Programming and Movies

Since I have done a lot since I’ve updated, I decided to break this into two posts. This one is about basically everything except music.

Well, my job is looking at making some web applications with me heading the project. Luckly, I got the department head to agree to load Zend Studio Corporate for me and one other person. This should be fun. Doing this makes me want to push off any major coding projects that were going to take my free time. I’m going to be coding about seven to eight hours per day. I don’t think my free time should be taken up by that too. I might change my mind though. This means any ideas that I’ve said about zpProjects are on hold probably until after summer.

See “Movies” in the title and wonder why it’s there? I guess I’ve never posted about movies before since I really don’t watch many. I finally got my dvd of Elephant’s Dream. I bought the dvd since I know Jan Morgenstern of Wavemage Productions. It was expensive, but I like supporting artists (I always send extra to Cardamar for the cds). I really was impressed. Jan did an amazing job on the sound and it was a pretty cool short. It is available for download from the above link. Consider buying a dvd to support the guys if you like it.

I also was given a short movie to process. This consisted of Windows Movie Maker and iMovie (the second was my final choice). This is a non-artist’s view of both.

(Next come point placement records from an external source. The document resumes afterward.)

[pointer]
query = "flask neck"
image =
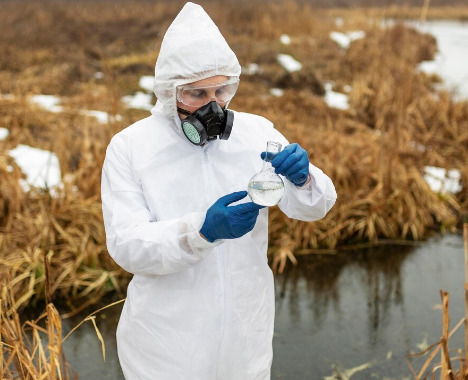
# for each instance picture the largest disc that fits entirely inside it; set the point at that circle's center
(267, 166)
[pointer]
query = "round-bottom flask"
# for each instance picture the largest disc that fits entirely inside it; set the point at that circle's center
(266, 188)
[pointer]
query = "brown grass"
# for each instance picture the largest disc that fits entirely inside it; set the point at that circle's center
(451, 367)
(369, 151)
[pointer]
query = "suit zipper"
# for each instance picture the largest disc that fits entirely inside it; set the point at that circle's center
(220, 254)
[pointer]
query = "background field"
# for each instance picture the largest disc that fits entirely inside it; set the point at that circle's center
(370, 150)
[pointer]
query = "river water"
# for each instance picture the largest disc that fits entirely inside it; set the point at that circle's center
(356, 309)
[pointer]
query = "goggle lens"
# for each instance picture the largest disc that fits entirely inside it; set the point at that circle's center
(199, 96)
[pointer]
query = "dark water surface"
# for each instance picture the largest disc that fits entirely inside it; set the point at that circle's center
(360, 311)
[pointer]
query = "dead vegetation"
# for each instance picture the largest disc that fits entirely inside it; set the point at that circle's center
(370, 151)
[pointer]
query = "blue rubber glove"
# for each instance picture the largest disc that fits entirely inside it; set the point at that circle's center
(229, 222)
(293, 163)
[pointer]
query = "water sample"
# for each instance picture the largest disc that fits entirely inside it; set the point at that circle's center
(266, 188)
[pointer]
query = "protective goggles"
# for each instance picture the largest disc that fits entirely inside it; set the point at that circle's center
(198, 96)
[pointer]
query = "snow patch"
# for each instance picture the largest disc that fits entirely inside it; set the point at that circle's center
(335, 99)
(285, 39)
(4, 133)
(442, 181)
(146, 83)
(345, 39)
(289, 63)
(339, 21)
(41, 167)
(251, 69)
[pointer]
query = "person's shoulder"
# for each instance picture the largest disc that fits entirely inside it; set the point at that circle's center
(138, 128)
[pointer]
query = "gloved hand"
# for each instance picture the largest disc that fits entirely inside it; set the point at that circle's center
(229, 222)
(293, 163)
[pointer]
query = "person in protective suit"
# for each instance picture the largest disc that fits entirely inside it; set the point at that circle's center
(201, 301)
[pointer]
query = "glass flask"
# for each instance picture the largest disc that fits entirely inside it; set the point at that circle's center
(266, 188)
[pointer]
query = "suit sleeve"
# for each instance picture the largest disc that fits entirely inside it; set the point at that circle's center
(137, 242)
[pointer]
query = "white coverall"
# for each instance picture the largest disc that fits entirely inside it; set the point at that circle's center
(195, 310)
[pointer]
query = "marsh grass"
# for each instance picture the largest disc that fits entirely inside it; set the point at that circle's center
(370, 151)
(453, 363)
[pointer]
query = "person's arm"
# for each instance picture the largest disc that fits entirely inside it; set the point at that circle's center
(312, 200)
(137, 242)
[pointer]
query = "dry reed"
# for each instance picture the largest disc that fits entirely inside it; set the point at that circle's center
(370, 151)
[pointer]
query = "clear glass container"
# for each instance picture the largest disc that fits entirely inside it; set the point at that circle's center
(266, 188)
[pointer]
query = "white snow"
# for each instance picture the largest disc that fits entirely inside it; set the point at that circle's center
(339, 21)
(146, 83)
(285, 39)
(47, 102)
(289, 63)
(442, 181)
(451, 62)
(345, 39)
(140, 100)
(251, 69)
(4, 133)
(335, 99)
(41, 167)
(278, 92)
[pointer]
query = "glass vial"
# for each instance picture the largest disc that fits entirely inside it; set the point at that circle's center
(266, 188)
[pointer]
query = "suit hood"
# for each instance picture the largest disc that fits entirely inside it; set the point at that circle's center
(192, 49)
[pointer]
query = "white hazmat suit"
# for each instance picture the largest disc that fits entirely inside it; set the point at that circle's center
(194, 310)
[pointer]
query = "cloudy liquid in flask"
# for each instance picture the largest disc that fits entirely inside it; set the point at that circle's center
(266, 193)
(266, 188)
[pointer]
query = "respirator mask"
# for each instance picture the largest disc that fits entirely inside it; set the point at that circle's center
(210, 120)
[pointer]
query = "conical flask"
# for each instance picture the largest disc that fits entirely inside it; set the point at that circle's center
(266, 188)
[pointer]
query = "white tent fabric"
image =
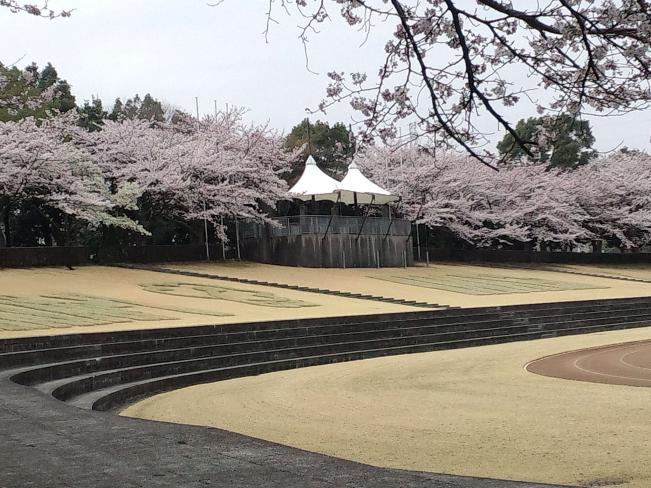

Windows Movie Maker is installed by default on most Windows XP installations. I’m running XP Media Center on my desktop (3800+ X2, 2 gb ram. Specs are important for video processing. Hard Drive speed could, but I was working with a network drive and that was fine. The capture from the camera is where you need the speed). I can honestly say I was impressed by the software. It does help you to put together a decently impressive work. My main interest was splitting video, fading to and from black, adding titles and credits and maybe some chapters for the dvd and an extra title. Well, the first few are really easy. You literally just drag the effects down onto the clips or scroll to the point and click split. Very nice. Titles are easy and have a decent amount of options also. Problems arise when you want DVD as the final output. Even when outputting it to AVI at 720×480, it does not make mpeg 2 so the video needs to be re-encoded and authored by another program. This also means chapters and such have to happen elsewhere. This is reasonable. It’s movie production, not authoring. Its the fact that it does not allow you to really put in simple text without some weird transition that annoyed me. Moreso, I wanted to try iMovie from my Mac Mini and was stunned.

iMovie is part of the iLife set and technically isn’t free. I still look at it as essentially free software since it comes pre-installed on virtually every newer Mac. It’s pretty cheap when you consider how much you get in iLife also. Another important part is iDVD. iMovie gives you almost everything Windows Movie Maker does and then much more. It does not have a couple of the title and credit formats, but it brings its own. Splitting and adding extra audio and adjusting levels is all very easily done with a couple clicks. There are even complete themes to use with your movies that are very impressive looking and coordinate with the themes in iDVD for authoring. The problem I see is you cannot use the same element like credits multiple times. That annoyed me, but I accepted it and moved on. Some of the cooler aspects is the emmense amount of video and audio effects that are available. Yes, WMM has some, but there are so many more and better ones in iMovie. The especially cool ones are Quartz (the graphics rendering engine for Mac, like DirectX for Windows) based. I don’t know exactly why they are called that, but they have impressive redering effects. You must look through them to really see how impressive the effects look. Adding extra text and titles is very easy also in iMovie. I was happier to see that you can set up chapters right here since you can export the movie in a massive amount of formats including sending it to iDVD to make a DVD. iDVD is then a very nice and simple authoring program that will set up animated menus and set up animated icons from templates. I’m not sure how you can start from scratch (since, honestly, I don’t care. I’m not an artist and would probably just get frustrated with the work involved), but it might be available. When all of this is set up, I had a slight problem. I don’t have a DVD burner in my Mac. Have no fear, you can export a disc image and burn it elsewhere. You should be aware, it can take a while to render the menus and such (i think it took 30-40 minutes on my 1.67 ghz PPC Mac Mini). Just be aware, it creates a .img file that is actually an iso. Just rename the file so most burning program will accept it.

Since I really enjoyed the processing, I think I’ll try out Sony Vegas (since I’ve seen a lot of praise for it and it’s pretty cheap). I’ll update with how that went later.